On
Let's choose a unit vector that is orthogonal to the given vector. Take for example:
$\mathbf{a} = (0,0,1)$, then let $\mathbf{b} = \mathbf{a}\times \begin{pmatrix} 2^{-1/2} \\ -2^{-1/2} \\ 0 \end{pmatrix}$. Then choose the third vector $\mathbf{c} = \dfrac{\mathbf{b}}{||\mathbf{b}||}$. Then $\mathbf{a}$, $\mathbf{c}$, and the given vector form an orthonormal basis for $\mathbb{R}^3$
On
The Gram-Schmidt process is the standard text-book technique in any vector space.
In 3D, there is another way that I think is easier.
Let's use $\vec u$ to denote the given vector.
(1) Choose some other vector $\vec x$ that is not parallel to $\vec u$. A good choice is to set $\vec x$ equal to one of the coordinate axis vectors $(1,0,0)$, $(0,1,0)$ or $(0,0,1)$. If you're concerned about numerical stability, choose the one that is most nearly perpendicular to $\vec u$.
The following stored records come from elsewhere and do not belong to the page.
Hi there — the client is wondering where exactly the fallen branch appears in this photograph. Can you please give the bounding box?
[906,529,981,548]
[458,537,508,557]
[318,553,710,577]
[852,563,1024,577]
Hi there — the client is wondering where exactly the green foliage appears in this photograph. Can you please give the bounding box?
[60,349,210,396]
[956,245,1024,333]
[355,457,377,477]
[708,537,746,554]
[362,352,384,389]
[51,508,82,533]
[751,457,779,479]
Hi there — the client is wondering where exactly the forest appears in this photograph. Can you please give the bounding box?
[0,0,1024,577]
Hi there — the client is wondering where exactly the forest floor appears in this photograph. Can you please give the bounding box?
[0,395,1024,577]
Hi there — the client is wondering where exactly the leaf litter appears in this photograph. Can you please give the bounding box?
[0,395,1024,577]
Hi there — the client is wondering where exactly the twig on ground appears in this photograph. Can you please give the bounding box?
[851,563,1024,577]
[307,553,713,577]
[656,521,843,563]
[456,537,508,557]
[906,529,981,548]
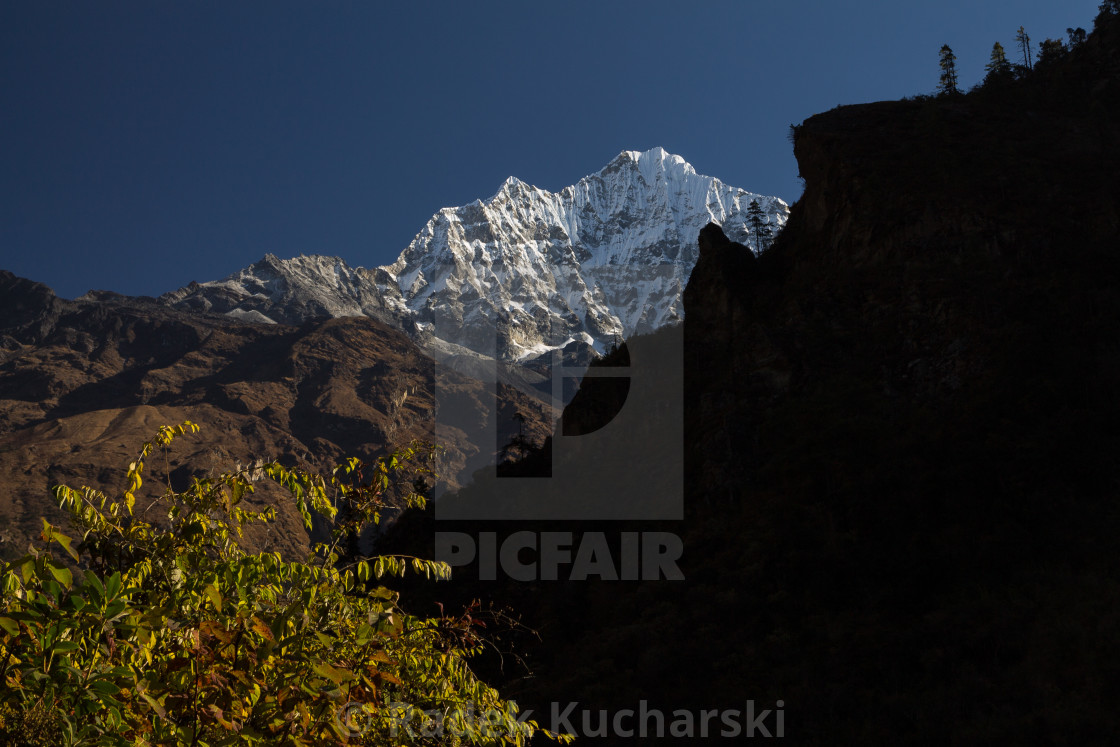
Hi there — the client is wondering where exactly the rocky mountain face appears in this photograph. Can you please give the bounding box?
[0,271,551,558]
[161,148,788,362]
[374,9,1120,745]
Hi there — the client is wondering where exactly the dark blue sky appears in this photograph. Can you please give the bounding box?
[0,0,1098,297]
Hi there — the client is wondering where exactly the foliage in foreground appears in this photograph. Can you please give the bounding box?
[0,422,560,746]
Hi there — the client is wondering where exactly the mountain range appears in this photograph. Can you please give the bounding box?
[160,148,788,362]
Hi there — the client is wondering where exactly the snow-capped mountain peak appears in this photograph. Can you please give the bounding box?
[164,148,788,361]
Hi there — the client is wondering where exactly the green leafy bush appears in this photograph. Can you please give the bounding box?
[0,422,560,746]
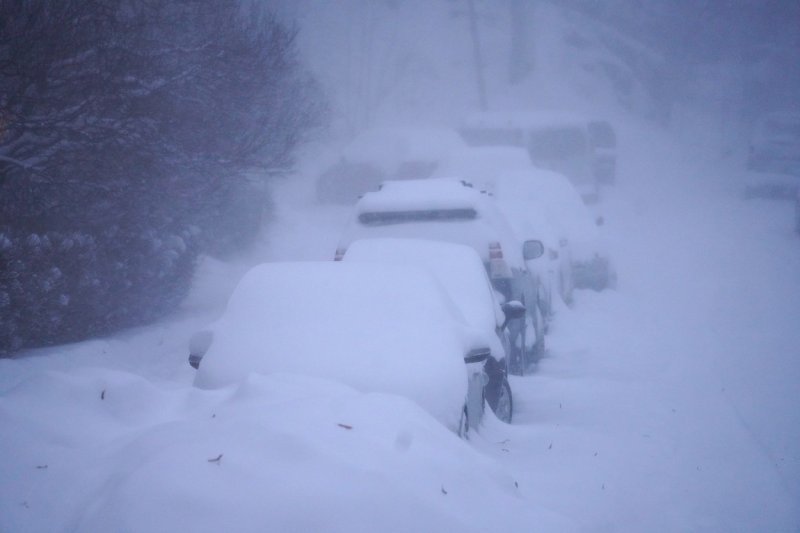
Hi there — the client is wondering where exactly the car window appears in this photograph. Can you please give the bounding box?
[528,128,587,161]
[358,208,478,226]
[461,128,522,146]
[588,121,617,148]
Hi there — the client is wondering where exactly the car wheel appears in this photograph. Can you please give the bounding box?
[458,405,469,440]
[486,376,514,424]
[524,306,545,370]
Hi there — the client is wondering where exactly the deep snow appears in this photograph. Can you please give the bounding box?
[0,111,800,531]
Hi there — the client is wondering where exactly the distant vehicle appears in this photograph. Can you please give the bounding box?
[316,128,464,204]
[586,120,617,184]
[459,112,600,204]
[745,112,800,198]
[336,179,545,373]
[435,146,572,314]
[189,262,492,436]
[343,239,525,423]
[747,113,800,176]
[532,169,617,291]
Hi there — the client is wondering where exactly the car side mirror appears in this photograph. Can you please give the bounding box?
[189,329,214,369]
[522,240,544,261]
[500,300,527,329]
[464,347,492,364]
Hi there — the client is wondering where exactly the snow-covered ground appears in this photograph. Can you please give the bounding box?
[0,113,800,532]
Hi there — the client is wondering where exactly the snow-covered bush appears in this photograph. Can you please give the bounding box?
[0,0,322,353]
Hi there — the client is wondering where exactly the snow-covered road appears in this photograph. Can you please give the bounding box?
[0,117,800,532]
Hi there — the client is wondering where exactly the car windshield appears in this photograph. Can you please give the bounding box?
[358,208,478,226]
[461,128,522,146]
[528,128,586,160]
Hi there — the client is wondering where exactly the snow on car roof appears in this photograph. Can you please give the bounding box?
[434,146,533,176]
[356,178,487,213]
[339,178,524,267]
[342,128,464,166]
[195,262,478,429]
[344,238,504,340]
[462,111,587,129]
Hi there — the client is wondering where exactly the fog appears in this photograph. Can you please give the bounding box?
[0,0,800,532]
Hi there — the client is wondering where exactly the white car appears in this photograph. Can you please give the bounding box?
[437,146,572,312]
[316,128,464,204]
[745,112,800,198]
[189,262,491,435]
[336,179,545,373]
[343,239,525,423]
[459,111,600,204]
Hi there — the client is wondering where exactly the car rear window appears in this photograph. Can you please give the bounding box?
[358,208,478,226]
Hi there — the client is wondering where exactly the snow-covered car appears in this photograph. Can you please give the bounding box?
[343,239,525,423]
[586,120,617,184]
[189,262,491,435]
[532,169,617,291]
[745,112,800,198]
[316,128,464,204]
[335,179,545,372]
[437,146,572,314]
[459,111,600,203]
[747,113,800,175]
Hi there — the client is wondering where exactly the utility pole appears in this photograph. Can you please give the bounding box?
[467,0,489,111]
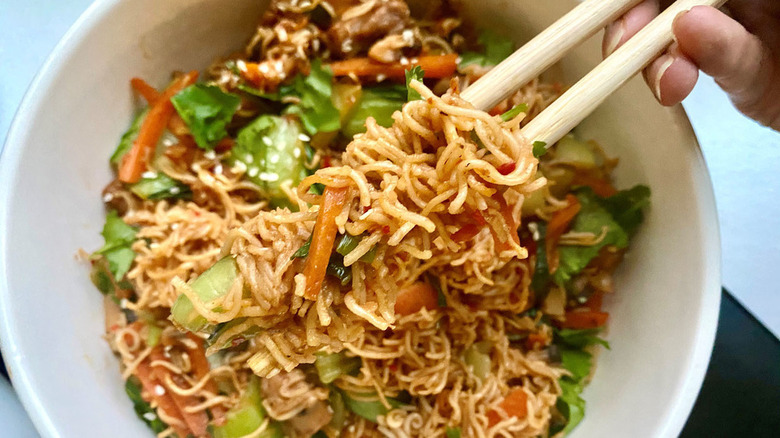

(2) Let $\vec v$ be a unit vector in the direction of $\vec u \times \vec x$. So, you compute $\vec u \times \vec x$ and then unitize it.
(3) Let $\vec w = \vec u \times \vec v$.
Then $\vec u$, $\vec v$, $\vec w$ form an orthonormal set.
In this case, we can see by inspection that $(0, 0, 1)$ is an acceptable choice. Then, evaluate $(2^{-1/2},-2^{-1/2},0)\times(0,0,1) = (-2^{-1/2},-2^{-1/2},0)$. One can readily check that these are already normalised and so we are done. Perhaps you could have seen what these vectors could have been using geometric considerations as well. But note that our choice of an orthogonal basis is by no means unique. Even if we have two vectors, to complete the orthonormal basis there are still two possible choices.
Alternatively, you could take two linearly-independent vectors and use the Gran-Schmmidt process. There are articles abound on the web mentioning this process.